Effects of preceding and succeeding nucleotides on transcription deletions.Because backward slippage, as provoked by certain upstream nucleotides, was found to be a major source of transcription insertions, we asked if there were any nucleotide compositional biases in the regions preceding and succeeding each deletion (Fig. 2C). The −1 positions, i.e., the last nucleotides transcribed before slippage, were significantly enriched in adenine and deficient in guanine. The −2 positions of regions preceding deletions were significantly enriched in cytosine and were again deficient in guanine, and the −3 and −4 positions had significantly lower cytosine compositions. Additionally, the +1 position, i.e., the first nucleotide transcribed after a deletion, was significantly enriched in adenine and had a significantly lower guanine composition.
The nucleotide composition of dinucleotides surrounding transcription indels was also biased: transcription deletions in E. coli were more likely to occur immediately after transcription of CA, TA, or AT dinucleotides (Fisher’s exact test, P < 0.001), whereas many of the G-rich dinucleotides (GG, TG, GA, AG, and CG) were less likely to promote a deletion (P < 0.001) (Fig. 2D). The dinucleotide composition of regions further upstream did not impose any detectable effect on the occurrence of transcription deletions. Although there were insufficient deletions in Buchnera to test the influences of all dinucleotide pairs, transcription deletions occurred at significantly higher frequencies when CA or AA was the preceding dinucleotide (Fig. 2E).
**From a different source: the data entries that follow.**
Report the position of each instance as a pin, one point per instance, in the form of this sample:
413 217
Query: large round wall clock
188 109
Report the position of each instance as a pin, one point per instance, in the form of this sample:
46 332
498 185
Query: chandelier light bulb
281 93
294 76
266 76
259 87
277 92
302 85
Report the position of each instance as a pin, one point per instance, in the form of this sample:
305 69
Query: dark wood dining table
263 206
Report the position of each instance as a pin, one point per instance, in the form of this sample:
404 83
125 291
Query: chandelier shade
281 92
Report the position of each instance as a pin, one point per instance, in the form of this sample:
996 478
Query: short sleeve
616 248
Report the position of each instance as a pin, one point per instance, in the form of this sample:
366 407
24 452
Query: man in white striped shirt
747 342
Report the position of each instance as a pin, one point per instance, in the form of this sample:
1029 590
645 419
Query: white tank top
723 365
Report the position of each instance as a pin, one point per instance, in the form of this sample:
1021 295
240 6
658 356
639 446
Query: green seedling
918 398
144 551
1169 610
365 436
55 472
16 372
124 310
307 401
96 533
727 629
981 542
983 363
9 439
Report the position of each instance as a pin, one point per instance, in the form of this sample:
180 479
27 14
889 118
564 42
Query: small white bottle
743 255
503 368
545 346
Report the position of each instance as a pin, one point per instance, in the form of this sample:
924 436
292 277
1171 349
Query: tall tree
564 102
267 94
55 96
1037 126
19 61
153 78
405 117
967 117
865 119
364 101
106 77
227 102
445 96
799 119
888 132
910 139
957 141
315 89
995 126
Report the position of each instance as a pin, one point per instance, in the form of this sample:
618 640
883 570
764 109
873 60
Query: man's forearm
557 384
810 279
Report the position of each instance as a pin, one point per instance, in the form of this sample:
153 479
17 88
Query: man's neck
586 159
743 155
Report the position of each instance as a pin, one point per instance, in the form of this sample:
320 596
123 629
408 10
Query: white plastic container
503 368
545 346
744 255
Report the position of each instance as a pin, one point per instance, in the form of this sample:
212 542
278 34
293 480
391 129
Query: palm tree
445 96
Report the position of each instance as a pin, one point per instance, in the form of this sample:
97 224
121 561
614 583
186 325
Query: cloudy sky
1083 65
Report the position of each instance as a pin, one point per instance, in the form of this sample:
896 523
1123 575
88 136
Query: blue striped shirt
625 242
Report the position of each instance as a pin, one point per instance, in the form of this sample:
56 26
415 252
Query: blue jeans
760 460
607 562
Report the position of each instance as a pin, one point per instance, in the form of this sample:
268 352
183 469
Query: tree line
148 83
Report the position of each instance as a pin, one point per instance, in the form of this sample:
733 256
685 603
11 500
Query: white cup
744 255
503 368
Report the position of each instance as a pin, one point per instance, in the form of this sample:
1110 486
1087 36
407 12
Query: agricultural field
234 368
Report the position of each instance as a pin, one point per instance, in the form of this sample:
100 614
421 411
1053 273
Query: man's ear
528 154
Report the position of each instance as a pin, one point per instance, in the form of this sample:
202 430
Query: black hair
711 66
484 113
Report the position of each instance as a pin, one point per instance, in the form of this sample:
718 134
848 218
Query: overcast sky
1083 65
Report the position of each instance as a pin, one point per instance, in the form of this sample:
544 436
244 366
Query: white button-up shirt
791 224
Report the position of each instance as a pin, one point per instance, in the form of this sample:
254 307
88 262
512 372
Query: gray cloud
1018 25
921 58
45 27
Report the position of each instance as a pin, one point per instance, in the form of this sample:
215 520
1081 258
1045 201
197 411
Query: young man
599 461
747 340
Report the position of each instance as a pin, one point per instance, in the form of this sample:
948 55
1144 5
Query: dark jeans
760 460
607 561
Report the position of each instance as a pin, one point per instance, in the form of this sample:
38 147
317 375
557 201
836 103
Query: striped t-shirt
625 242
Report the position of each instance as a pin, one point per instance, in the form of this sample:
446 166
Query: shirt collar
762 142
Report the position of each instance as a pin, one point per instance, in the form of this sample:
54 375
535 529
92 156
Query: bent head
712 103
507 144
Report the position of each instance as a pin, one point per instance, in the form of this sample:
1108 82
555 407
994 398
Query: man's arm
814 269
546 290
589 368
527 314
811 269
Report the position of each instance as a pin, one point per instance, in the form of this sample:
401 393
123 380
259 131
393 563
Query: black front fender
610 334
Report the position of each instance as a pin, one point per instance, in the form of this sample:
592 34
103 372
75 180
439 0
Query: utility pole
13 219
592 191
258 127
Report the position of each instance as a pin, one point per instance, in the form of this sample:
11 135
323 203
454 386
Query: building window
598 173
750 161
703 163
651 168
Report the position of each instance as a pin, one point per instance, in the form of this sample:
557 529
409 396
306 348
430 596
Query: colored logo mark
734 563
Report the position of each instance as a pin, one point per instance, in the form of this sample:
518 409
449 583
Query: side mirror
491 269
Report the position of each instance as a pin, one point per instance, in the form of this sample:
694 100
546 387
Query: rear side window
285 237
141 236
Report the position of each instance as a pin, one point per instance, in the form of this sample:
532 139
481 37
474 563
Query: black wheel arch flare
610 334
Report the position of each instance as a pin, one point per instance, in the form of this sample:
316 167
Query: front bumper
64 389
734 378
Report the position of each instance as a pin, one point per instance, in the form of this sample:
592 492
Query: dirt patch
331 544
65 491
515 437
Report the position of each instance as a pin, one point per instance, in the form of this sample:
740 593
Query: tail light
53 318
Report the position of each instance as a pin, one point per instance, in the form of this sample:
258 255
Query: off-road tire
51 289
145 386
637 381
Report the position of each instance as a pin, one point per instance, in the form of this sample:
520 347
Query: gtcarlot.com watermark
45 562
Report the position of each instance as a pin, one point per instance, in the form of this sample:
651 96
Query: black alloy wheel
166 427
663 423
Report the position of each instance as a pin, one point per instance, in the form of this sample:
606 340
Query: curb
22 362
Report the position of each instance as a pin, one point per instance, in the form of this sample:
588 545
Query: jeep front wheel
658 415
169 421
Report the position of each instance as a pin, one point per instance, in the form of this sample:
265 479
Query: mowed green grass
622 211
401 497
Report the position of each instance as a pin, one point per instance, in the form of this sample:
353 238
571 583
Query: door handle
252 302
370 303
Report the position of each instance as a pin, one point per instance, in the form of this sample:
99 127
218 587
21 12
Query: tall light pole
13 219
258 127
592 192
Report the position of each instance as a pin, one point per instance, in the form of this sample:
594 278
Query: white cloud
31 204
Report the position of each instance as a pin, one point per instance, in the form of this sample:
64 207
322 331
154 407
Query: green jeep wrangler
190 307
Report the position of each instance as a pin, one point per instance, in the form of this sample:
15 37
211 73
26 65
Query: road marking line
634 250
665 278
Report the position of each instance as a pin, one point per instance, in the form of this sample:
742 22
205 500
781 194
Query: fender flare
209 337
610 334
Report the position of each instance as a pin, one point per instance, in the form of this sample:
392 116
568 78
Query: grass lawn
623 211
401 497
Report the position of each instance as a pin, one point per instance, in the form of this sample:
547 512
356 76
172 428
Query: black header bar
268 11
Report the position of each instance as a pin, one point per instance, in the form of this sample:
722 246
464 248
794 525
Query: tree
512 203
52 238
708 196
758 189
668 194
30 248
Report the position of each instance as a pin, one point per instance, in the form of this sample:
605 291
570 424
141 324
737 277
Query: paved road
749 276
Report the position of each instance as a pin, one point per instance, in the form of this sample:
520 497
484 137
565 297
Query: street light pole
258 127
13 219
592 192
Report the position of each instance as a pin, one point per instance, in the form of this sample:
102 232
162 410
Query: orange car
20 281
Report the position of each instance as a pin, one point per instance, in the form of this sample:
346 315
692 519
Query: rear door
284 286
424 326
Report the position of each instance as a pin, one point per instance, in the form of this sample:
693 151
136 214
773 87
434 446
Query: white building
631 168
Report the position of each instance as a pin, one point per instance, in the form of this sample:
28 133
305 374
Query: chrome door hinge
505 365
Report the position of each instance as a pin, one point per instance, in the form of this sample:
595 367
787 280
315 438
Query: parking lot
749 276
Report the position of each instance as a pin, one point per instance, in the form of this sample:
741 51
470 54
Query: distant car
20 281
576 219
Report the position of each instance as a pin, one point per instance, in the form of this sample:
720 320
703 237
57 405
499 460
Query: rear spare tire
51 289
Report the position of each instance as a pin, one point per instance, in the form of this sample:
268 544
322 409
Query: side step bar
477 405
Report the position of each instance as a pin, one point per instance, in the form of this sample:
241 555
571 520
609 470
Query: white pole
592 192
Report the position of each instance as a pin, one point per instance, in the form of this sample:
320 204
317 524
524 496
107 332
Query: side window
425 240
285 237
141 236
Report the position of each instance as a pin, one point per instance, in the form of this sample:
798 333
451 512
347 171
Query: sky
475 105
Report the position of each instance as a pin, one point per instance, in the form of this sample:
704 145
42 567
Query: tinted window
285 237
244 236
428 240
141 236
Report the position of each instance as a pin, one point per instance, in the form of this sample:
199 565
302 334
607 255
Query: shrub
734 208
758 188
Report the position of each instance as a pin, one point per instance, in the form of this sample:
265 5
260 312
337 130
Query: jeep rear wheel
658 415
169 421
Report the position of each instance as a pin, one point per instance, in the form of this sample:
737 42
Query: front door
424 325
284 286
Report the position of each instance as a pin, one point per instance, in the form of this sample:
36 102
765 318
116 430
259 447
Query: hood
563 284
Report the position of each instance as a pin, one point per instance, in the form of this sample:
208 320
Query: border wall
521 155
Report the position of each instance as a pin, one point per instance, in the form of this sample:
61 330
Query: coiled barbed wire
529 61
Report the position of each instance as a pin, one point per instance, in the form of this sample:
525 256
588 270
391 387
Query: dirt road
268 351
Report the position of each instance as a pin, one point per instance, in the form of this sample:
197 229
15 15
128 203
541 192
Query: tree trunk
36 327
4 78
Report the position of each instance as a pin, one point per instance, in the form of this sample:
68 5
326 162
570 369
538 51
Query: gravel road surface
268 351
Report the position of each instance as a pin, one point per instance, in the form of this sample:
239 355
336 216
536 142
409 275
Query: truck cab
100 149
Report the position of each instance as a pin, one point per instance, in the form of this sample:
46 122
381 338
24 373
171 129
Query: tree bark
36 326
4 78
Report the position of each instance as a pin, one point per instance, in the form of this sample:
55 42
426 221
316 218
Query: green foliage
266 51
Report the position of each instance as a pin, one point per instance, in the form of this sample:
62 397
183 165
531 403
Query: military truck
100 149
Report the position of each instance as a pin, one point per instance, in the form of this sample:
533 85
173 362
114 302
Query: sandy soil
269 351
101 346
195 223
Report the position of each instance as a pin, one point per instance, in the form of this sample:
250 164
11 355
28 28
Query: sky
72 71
All significantly higher or lower incidences of trinucleotides could be explained by the trends observed for dinucleotides.
Slippage stops at locations with high RNA:DNA hybrid complementarity.In the current model for transcription deletions, the elongation complex and transcript lose register with the template DNA (such that the transcript and DNA template are no longer paired), slip forward, and then resume transcription at a downstream point on the template DNA (19). After a slippage event, the RNA:DNA hybrid between the nine most recently transcribed nucleotides and the DNA template commonly contains several mismatches, because the elongation complex resides in a new location.
To calculate the extent of complementarity between the slipped transcript and the new DNA template location, we reconstructed the RNA:DNA hybrids after slippage by comparing the nine nucleotides immediately preceding the start of each deletion with the nine nucleotides preceding the end of each deletion, each from the annotated start and endpoints of the deletion in the reference sequence. In both E. coli and Buchnera, the reconstructed RNA:DNA hybrids from observed deletions had more complementary base pairing than expected (Fig. 3A and B) (chi-square tests, P < 0.0001), indicating that after a slippage event, transcription is more likely to resume in regions that impart high complementarity within the new RNA:DNA hybrid.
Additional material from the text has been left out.